Was war da los? Unter dem Titel „Public People“ kamen das Splitter
Orchester und das Ensemble Mosaik am Sonntag für ein gemeinsames Konzert
zusammen. Das Besondere daran: Wie beide Formationen in der Regel Musik
machen. Während das Ensemble Mosaik auf zeitgenössische Musik spezialisiert
ist, also von Komponisten notierte Werke aufführt, beruht die
Musizierpraxis des Splitter Orchesters auf freier Improvisation.
Neue Musik (Ensemble Mosaik) traf, wenn man so will, auf Echtzeitmusik
(Splitter Orchester), wie die speziell in Berlin entstandene Form des
Musizierens ohne Partitur heißt. Das 2010 gegründete Splitter Orchester ist
eine Allstar-Band der Echtzeitmusik und versammelt Musiker von
verschiedenen Kontinenten, darunter diverse Australier wie die Trompeterin
Liz Allbee, der Schlagzeuger Steve Heather, die Gitarristin Julia Reidy und
der Pianist Simon James Phillips. Der Großteil des Orchesters stammt aus
Europa, mit einem Schwerpunkt auf Deutschland.

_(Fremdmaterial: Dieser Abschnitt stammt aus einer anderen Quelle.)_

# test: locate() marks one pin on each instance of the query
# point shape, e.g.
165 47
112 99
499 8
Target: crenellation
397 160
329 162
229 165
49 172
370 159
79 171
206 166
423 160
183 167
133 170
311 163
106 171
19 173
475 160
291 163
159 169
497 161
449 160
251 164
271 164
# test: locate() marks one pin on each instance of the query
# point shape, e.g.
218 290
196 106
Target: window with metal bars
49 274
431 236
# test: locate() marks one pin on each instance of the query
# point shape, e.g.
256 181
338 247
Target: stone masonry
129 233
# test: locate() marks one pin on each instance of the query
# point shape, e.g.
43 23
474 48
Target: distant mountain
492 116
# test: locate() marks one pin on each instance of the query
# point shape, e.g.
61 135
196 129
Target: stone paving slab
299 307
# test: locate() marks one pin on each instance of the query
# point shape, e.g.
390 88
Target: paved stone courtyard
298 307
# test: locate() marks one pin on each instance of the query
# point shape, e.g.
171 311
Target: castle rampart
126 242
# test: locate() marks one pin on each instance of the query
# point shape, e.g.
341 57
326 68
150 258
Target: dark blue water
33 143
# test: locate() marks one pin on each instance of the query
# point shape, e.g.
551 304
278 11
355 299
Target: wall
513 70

Reidy und Phillips hatten gemeinsam mit dem US-amerikanischen
Splitter-Kollegen Chris Heenan und der britischen Komponistin Alwynne
Pritchard das Programm von „Public People“ gestaltet, wobei dem Ablauf nach
zu vermuten ist, dass Pritchard den Anfang machte mit einem Stück für das
Ensemble Mosaik. Das spielte nämlich als erstes und nach Noten, während die
umsitzenden Musiker sich ruhig verhielten.

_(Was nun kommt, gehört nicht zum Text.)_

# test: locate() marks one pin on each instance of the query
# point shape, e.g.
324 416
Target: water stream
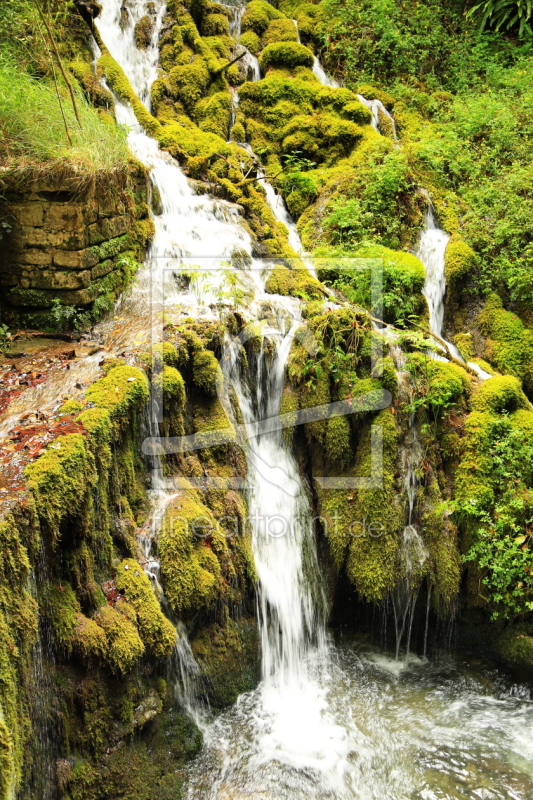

Anschließend übernahm das Splitter Orchester, wobei der unterschiedliche
Charakter der Herangehensweisen sofort ohrenkundig wurde. Während die
Dynamik des Stücks beim Ensemble Mosaik so herkömmliche Parameter wie
Melodie und Rhythmus erkennen ließ, wichen diese Elemente beim Splitter
Orchester lang gehaltenen Drones und allerlei Geräuschen, bei denen im
Einzelnen nicht immer genau nachzuvollziehen war, von wem sie eigentlich
hervorgebracht wurden.
Denn beim Splitter Orchester geschieht irre viel gleichzeitig, allerdings
sind die verschiedenen Ereignisse, da sie eben meistens aus Liegetönen oder
Nichttönen bestehen, für sich schwieriger zu identifizieren. Was dazu
führt, dass beim Hören der Eindruck dominiert, einen durchgehenden Drone zu
hören, auch wenn dieser permanent mutiert, dichter wird und allmählich
anschwillt oder sich wieder auflockert und leicht abschwächt.
Darunter poppen dann verschiedene Inseln auf, wie das Krrrrk, das die
Geigerin Biliana Voutchkova mit einer kurzen Drehbewegung ihres Bogens auf
den Saiten erzeugt, das Bliuomödelidip von Marta Zapparolis Elektronik, das
W-chrip – w-chrip – w-chrip des plattenlosen Plattenspielers, den Ignaz
Schick bedient, oder das präzis überblasene Prrööööööt aus Kai
Fagaschinskis Klarinette. Allein, die vielen diskreten Ereignisse
aufzuzählen, hätte wenig Sinn.
Über weite Strecken des Abends blieb das Splitter Orchester unter sich.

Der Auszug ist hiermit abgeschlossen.